How often do we begin the day believing we first need to meditate, first need to raise our energy, first need to enter the right frequency?
And how rarely do we ask the opposite question:
- Why didn’t I simply wake up in that desired state?
- What might my body be trying to tell me this morning?
- What genuinely wants to be felt today?
Not every moment of restlessness is a mistake. Not every heavy emotion needs to be repaired. Sometimes life simply asks for our full presence.
Presence is not a technique
Perhaps this has been one of the most significant shifts that occurred while writing my book. For years, I believed presence meant deliberately directing my attention toward the present moment.
Until I discovered something much more subtle. Presence arises when your attention naturally aligns with what genuinely wants to unfold through you.
Sometimes that’s silence. Sometimes it’s an intense conversation. Sometimes it’s a business meeting. Sometimes it’s grief. Sometimes it’s building a company. Sometimes it’s doing absolutely nothing.
The form does not determine the quality of consciousness. Alignment does.
From that moment on, my understanding of distraction changed as well. Distraction isn’t simply when your thoughts wander elsewhere. Sometimes what we call “distraction” is precisely where life is inviting us to go. Because what life asks of you is not necessarily the same as what the world asks of you—or what expectations, obligations, or social conditioning ask of you.
Learning to distinguish between those voices requires discernment. And that distinction isn’t always obvious. Sometimes you simply don’t know. Is this an escape… or is this the movement that truly belongs?
There is another layer as well. The ego is remarkably skilled at building convincing arguments for its own preferences. It can effortlessly explain why one choice is exactly the right one and why another simply isn’t appropriate right now.

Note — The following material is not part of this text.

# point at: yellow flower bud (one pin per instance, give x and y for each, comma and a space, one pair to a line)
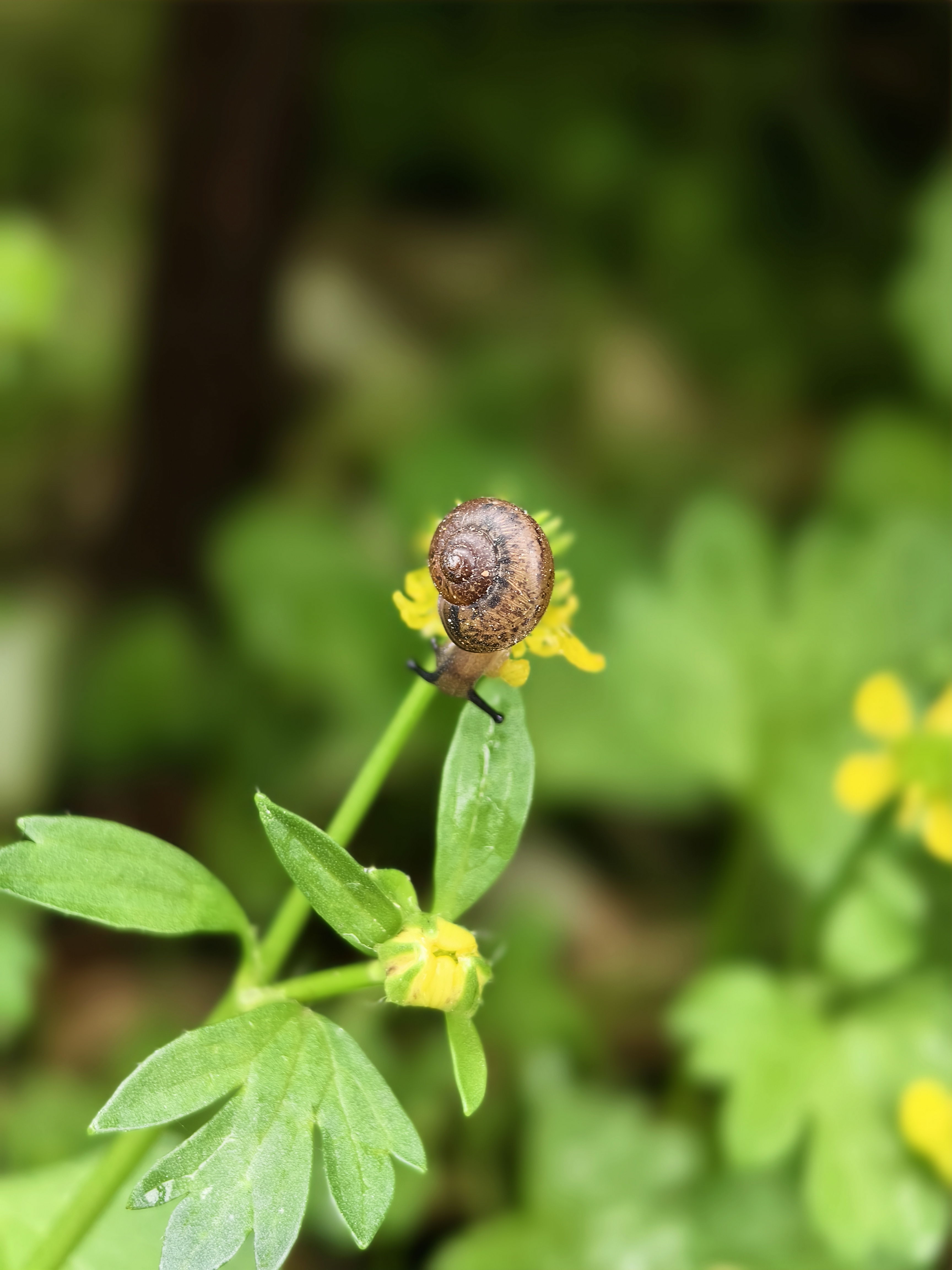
926, 1123
864, 782
435, 964
883, 708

But a convincing argument does not automatically lead to the most authentic choice.
Realizing this brought me far more gentleness. Less urgency to immediately define everything. More willingness to keep listening.
Consciousness stopped being a project. It became a relationship with life itself.
The responsibility of the messenger
People often say that what someone does with information is entirely the receiver’s responsibility. There is certainly truth in that.
Every individual remains responsible for their own interpretation. But that isn’t the whole story. The messenger carries responsibility as well.
Not only for the content of the message, but also for the space in which the message is received.
Nuance invites nuance. An open question invites inquiry. An absolute statement often invites either belief or rejection.
That is why I increasingly try not only to share what is true, but also from which layer it is true—and where the boundaries of that particular perspective lie.
Not to make people doubt. But to help them remain curious.
The invitation
Perhaps this is ultimately the invitation of Zijn. Vanuit d’Oorsprong. Not to collect more truths. But to learn to see more completely.
Not everything we hear needs to be immediately believed or dismissed. Sometimes the most loving question is simply:
What is still missing?
Perhaps conscious presence has very little to do with meditating for twenty minutes each day. Perhaps it has everything to do with the quality with which we meet each moment.
What are you feeding yourself with each day? Which stories do you still believe?
Which desires genuinely bring you closer to yourself? And which desires have quietly become elegant ways of moving away from what life is asking you to see?
Where does fear still speak louder than your inner wisdom? Where does an idealized image of who you think you should become prevent you from being fully present with who you already are?
I’ve noticed that these questions help me remain present. Not on a journey toward becoming a better version of myself. But in becoming increasingly available to what life wants to express through me today.
Perhaps wisdom doesn’t begin with collecting more truths. Perhaps it begins with recognizing that not everything that’s true is complete.